Interview on 10/25/23 at 1:00 p.m. with registered nurse (RN) C revealed:
*She had provided care to patient 1.
*At the time she cared for him he was sedated due to his alcohol withdrawal symptoms.
*He would not have been able to eat or drink anything due to his sedation.
*She had not reassessed his nutritional needs when she had cared for him.
Interview on 10/25/23 at 2:30 p.m. with RN A revealed:*She had cared for patient 1 on several shifts.

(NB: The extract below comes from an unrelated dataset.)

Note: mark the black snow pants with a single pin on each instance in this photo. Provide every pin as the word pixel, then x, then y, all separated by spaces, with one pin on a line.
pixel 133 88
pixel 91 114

*He was either too sedated to swallow or was agitated.
*He had not been offered any food or fluids, including a protein supplement when she cared for him.
*She had not reassessed his nutritional needs when she had cared for him.
*Medical doctor (MD) E was aware he was not eating or drinking.
Interview on 10/26/23 at 8:00 a.m. with MD E revealed:
*She had been aware he had not been eating.
*The 8/4/23 date in her notes was an error, it should have been 8/24/23.
*Patient 1 was not safe to eat or drink during his alcohol withdrawal.
*She stated she was watching his intake for seven days after the last time he had eaten to address his nutrition.
*When she had ordered the nutritional consult the registered dietitian had recommended starting with tube feeding instead of total parentaral nutrition (TPN).
*She agreed with the:
-Surgical repair of his hip fracture.
-Wound to his right arm from his fall.
-Increased calorie needs during his alcohol withdrawal.
-Nutritional interventions should have been put in place earlier.
Interview on 10/26/23 at 9:30 a.m. with quality, safety, and risk manager B revealed:*An initial nutrition assessment was completed upon admission.
*A follow-up assessment should be completed at least every seven days.
*She agreed patient 1's condition had changed during his hospitalization.
*Another nutritional screening should have been conducted.
*A new nutritional assessment should have been completed again based on the professional judgement of the nurse.
Review of the provider's revised November 2022 Nutrition Screening & Nutrition Assessment policy revealed:*"A nutrition screen will be completed by the nursing staff on each patient within 24 hours of admission and documented on the nursing nutrition screen flowsheet in Epic [electronic medical record]."
*"Those patients determined to be at nutritional risk based on screening results, consult order, or diet order will receive an initial nutrition assessment by the Registered Dietitian within 48 hours of the nutrition screening."
*"Follow up and reassessment will be determined by the Registered Dietitian using professional judgment and nutrition risk indicators. Patients determined to be high risk will be reassessed every 3 days, moderate risk every 4 days and low risk every 7 days. A completed nutrition reassessment form will be placed in an interdisciplinary progress note in the patient's electronic health record by the Registered Dietitian."